Braunschweigs Staatsorchester gibt Abschied und Aufbruch Klang

Braunschweig.  Das Staatsorchester Braunschweig spielt in der Stadthalle einen nostalgischen Schreker und einen vorwärtsgewandten Beethoven.

Das Staatsorchester Braunschweig in der Stadthalle. So üppig war es diesmal coronabedingt nicht besetzt.

Das Staatsorchester Braunschweig in der Stadthalle. So üppig war es diesmal coronabedingt nicht besetzt.

Foto: Peter Sierigk

So düster und verzweifelt Beethoven auch oft war, seinen unerschütterlichen Humanismus verstand er immer wieder in beglückende Musik zubringen. Mochten in der 5. Sinfonie Schicksalsschläge donnern, das 4. Klavierkonzert ist ein einziger Sonnenaufgang.
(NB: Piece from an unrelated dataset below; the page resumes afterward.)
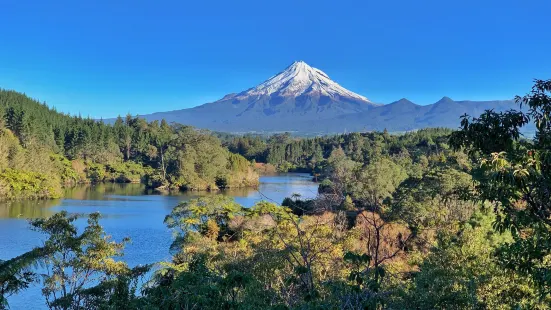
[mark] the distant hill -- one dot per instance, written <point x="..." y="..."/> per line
<point x="304" y="99"/>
Die einleitenden solistischen Töne am Klavier sind ein erstes zartes Regen, das von den Streichern ebenso zaghaft aufgenommen wird, bevor mit den Bläsern die Bewegung an Fahrt aufnimmt und in vollem Klang der Tag anbricht. Srba Dinic hätte das Staatsorchester an diesem Morgen in Braunschweigs Stadthalle sogar noch stärker strahlen lassen dürfen. Hier bricht auch die Hoffnung auf ein menschenfreundlicheres Zeitalter durch.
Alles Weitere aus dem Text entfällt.